Thank you girls, really looking forward to it.  I too love history Rubycat.  I’m a big reader,mix up my reading, switch between a good thriller, contemporary novels, re read old favourites and historical novels.  In May (week before my diagnoses) we went for a long weekend to Weston Super Mare and went to Welles for the day and visited the cathedral there.  Being originally from London of course been to all the capital has to offer, visited York and and a few abroad.  About religion, I went to a convent so had it crammed down my neck, prayers before every lesson, mass twice a week, weekly confession (used to have to make up sins to confess) so once I left I’d had enough.  Not sure now if/what I believe, but old habits die hard and still says my prayers every night, just in case.  I really do hope there is something after this though, love this thought of everyone having a brilliant party somewhere and reuniting with loved ones.  Sorry, getting a bit deep, need to end on something witty but  can’t think of anything except  really rude jokes which wouldn’t be allowed on here, really don’t want to be banned, need my friends on here.  Night night all xx

Lovely cathedral Salisbury Ruby, and a very nice small city.
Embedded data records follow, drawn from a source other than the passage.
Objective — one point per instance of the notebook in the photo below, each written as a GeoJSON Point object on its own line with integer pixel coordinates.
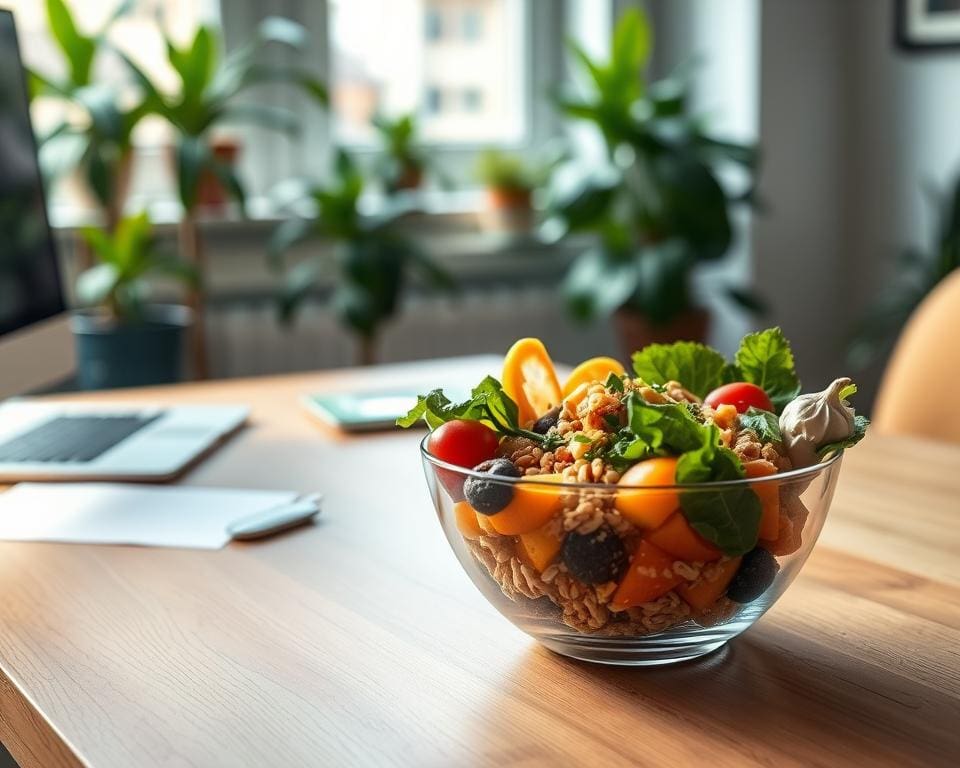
{"type": "Point", "coordinates": [113, 513]}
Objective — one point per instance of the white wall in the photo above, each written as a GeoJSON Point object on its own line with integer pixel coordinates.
{"type": "Point", "coordinates": [850, 126]}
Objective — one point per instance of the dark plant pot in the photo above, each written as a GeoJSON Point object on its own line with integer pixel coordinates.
{"type": "Point", "coordinates": [112, 354]}
{"type": "Point", "coordinates": [636, 331]}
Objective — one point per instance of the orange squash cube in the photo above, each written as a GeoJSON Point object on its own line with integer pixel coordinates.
{"type": "Point", "coordinates": [704, 592]}
{"type": "Point", "coordinates": [769, 495]}
{"type": "Point", "coordinates": [677, 538]}
{"type": "Point", "coordinates": [532, 506]}
{"type": "Point", "coordinates": [649, 576]}
{"type": "Point", "coordinates": [466, 519]}
{"type": "Point", "coordinates": [540, 548]}
{"type": "Point", "coordinates": [643, 507]}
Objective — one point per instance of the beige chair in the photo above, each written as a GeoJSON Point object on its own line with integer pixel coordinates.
{"type": "Point", "coordinates": [920, 391]}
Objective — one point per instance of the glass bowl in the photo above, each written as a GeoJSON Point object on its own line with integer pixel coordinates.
{"type": "Point", "coordinates": [641, 587]}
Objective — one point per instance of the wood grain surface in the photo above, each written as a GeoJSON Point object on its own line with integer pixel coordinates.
{"type": "Point", "coordinates": [359, 641]}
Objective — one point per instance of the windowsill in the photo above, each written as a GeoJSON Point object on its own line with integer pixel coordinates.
{"type": "Point", "coordinates": [450, 229]}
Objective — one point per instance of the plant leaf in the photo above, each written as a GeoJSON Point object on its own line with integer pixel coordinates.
{"type": "Point", "coordinates": [763, 423]}
{"type": "Point", "coordinates": [77, 48]}
{"type": "Point", "coordinates": [765, 359]}
{"type": "Point", "coordinates": [860, 424]}
{"type": "Point", "coordinates": [696, 366]}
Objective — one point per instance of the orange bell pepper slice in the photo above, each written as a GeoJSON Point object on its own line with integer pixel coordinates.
{"type": "Point", "coordinates": [529, 379]}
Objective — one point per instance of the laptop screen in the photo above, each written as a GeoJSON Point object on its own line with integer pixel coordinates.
{"type": "Point", "coordinates": [29, 274]}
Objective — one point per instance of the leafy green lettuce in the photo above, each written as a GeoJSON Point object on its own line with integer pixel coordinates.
{"type": "Point", "coordinates": [727, 517]}
{"type": "Point", "coordinates": [763, 423]}
{"type": "Point", "coordinates": [860, 424]}
{"type": "Point", "coordinates": [698, 367]}
{"type": "Point", "coordinates": [765, 359]}
{"type": "Point", "coordinates": [488, 403]}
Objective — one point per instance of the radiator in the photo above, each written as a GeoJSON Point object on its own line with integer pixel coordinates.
{"type": "Point", "coordinates": [245, 338]}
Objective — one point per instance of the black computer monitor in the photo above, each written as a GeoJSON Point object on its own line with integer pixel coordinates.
{"type": "Point", "coordinates": [30, 288]}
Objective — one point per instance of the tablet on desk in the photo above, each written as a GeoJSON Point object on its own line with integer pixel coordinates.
{"type": "Point", "coordinates": [360, 411]}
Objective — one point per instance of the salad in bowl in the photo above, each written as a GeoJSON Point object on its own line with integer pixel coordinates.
{"type": "Point", "coordinates": [637, 517]}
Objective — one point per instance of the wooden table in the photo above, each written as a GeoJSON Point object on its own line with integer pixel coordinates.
{"type": "Point", "coordinates": [361, 642]}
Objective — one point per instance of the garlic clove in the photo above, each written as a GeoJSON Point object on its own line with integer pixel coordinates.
{"type": "Point", "coordinates": [815, 419]}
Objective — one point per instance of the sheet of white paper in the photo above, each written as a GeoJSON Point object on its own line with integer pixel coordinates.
{"type": "Point", "coordinates": [112, 513]}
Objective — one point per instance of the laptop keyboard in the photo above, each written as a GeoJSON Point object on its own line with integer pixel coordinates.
{"type": "Point", "coordinates": [76, 439]}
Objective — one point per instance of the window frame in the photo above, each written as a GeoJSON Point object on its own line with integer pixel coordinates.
{"type": "Point", "coordinates": [544, 41]}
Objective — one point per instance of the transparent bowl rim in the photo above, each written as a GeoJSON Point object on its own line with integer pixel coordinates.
{"type": "Point", "coordinates": [780, 477]}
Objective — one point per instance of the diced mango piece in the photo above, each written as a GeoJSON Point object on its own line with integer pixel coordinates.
{"type": "Point", "coordinates": [704, 592]}
{"type": "Point", "coordinates": [677, 538]}
{"type": "Point", "coordinates": [540, 548]}
{"type": "Point", "coordinates": [590, 371]}
{"type": "Point", "coordinates": [793, 516]}
{"type": "Point", "coordinates": [572, 400]}
{"type": "Point", "coordinates": [531, 507]}
{"type": "Point", "coordinates": [466, 519]}
{"type": "Point", "coordinates": [649, 576]}
{"type": "Point", "coordinates": [769, 495]}
{"type": "Point", "coordinates": [530, 380]}
{"type": "Point", "coordinates": [648, 508]}
{"type": "Point", "coordinates": [485, 525]}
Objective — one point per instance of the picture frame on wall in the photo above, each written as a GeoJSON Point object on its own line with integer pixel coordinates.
{"type": "Point", "coordinates": [927, 24]}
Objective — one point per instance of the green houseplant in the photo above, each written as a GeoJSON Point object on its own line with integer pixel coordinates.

Always enjoyed my visits there.

Roll on your pension year then. How long?

You’ve reminded me to get a forecast for mine. I’ve always kept up my minimum voluntary contributions since ceasing my business (12 yrs now!!) but have no idea what they’ll entitle me to. Not expecting it to be much, but presume I would have the option to “top them up” to fill in for the missed years of full contributions. If I can do, Now is the time to do it, whilst I still have inheritance funds to do so. I keep leaving stuff like this for when I feel better mentally and more hot to do it, but I haven’t felt better yet!! and months go by. Could do to get some kind of job, bring something in. Keep trying but not much around in this area.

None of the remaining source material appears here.